Swing High, Swing Low. Laurent Fiévet

 

 

vernissage le jeudi 25 octobre 2012 à 18h
exposition du vendredi 26 octobre au samedi 22 décembre 2012
ouverture du jeudi au samedi de 15h à 19h
accueil de groupes sur rendez-vous

L’ installation vidéo de Laurent Fiévet Swing High, Swing Low fait jouer ensemble des montages élaborés à partir d’extraits de films où apparaît une balançoire.
De Dreyer à Spielberg, en passant par Varda, Téchiné, Ophuls ou Renoir... toute l’Histoire du cinéma oscille et vibre autrement par des jeux d’allers et retours au sein du défilement des images, touchant une enfance, une frénésie des désirs ou une critique des représentations.

 


Laurent Fiévet a retrouvé le motif cinématographique de la balançoire dans de nombreux films couvrant une large période de l’Histoire du cinéma, du début du siècle jusqu’aux années 2010. Dans ces films la présence de la balançoire joue un rôle emblématique, anecdotique, énigmatique.

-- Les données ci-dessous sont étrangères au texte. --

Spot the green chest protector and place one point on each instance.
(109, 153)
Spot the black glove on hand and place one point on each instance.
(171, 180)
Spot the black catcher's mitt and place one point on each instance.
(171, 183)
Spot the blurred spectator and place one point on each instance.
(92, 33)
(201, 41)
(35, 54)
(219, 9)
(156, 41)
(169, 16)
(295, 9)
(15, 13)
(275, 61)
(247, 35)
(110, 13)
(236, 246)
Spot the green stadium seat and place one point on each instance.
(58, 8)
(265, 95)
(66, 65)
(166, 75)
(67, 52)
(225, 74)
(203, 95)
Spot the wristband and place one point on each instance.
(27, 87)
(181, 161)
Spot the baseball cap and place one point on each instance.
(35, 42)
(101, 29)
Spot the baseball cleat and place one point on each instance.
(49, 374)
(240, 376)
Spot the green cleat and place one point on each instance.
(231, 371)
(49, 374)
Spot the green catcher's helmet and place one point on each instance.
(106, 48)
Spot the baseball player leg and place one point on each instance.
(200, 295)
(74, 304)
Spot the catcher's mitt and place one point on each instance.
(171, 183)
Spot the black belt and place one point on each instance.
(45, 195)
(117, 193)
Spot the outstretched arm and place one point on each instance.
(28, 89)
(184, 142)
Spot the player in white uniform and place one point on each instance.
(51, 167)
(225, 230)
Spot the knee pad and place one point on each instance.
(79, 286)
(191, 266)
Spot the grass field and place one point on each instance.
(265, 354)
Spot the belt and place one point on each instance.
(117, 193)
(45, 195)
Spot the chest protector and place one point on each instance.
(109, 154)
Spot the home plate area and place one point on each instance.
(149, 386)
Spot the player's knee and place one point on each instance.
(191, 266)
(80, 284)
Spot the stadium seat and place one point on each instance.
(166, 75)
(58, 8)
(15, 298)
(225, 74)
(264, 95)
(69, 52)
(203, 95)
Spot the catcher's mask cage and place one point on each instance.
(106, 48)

La série Swing High Swing Low propose une relecture originale de ces images par les jeux de battements que cet objet permet d’introduire dans l’espace et dans le temps. C’est à la fois un motif présent dans les images et une figure : un mode de traitement temporel des images.


Si certains montages suivent étroitement la logique des mouvements de la balançoire pour l’amplifier, l’exacerber, d’autres préfèrent toutefois travailler à une restructuration plus importante des séquences pour engager une réflexion plus générale sur le lien à l’Autre où il est aussi bien question de désir, d’amour que de défiance, de folie, d’hystérie, de burlesque... Opérant sur certains montages des effets d’accélération et de ralenti, distendant parfois les extraits à la limite de la rupture, la série privilégie des jeux d’allers et retours au sein des films qui se manifestent tout autant dans le défilement des images que dans la manipulation de la bande sonore. Chaque montage suit sa logique propre en fonction de la situation narrative exposée et s’envisage comme une gamme d’interventions critiques, à la fois variée et contrastée.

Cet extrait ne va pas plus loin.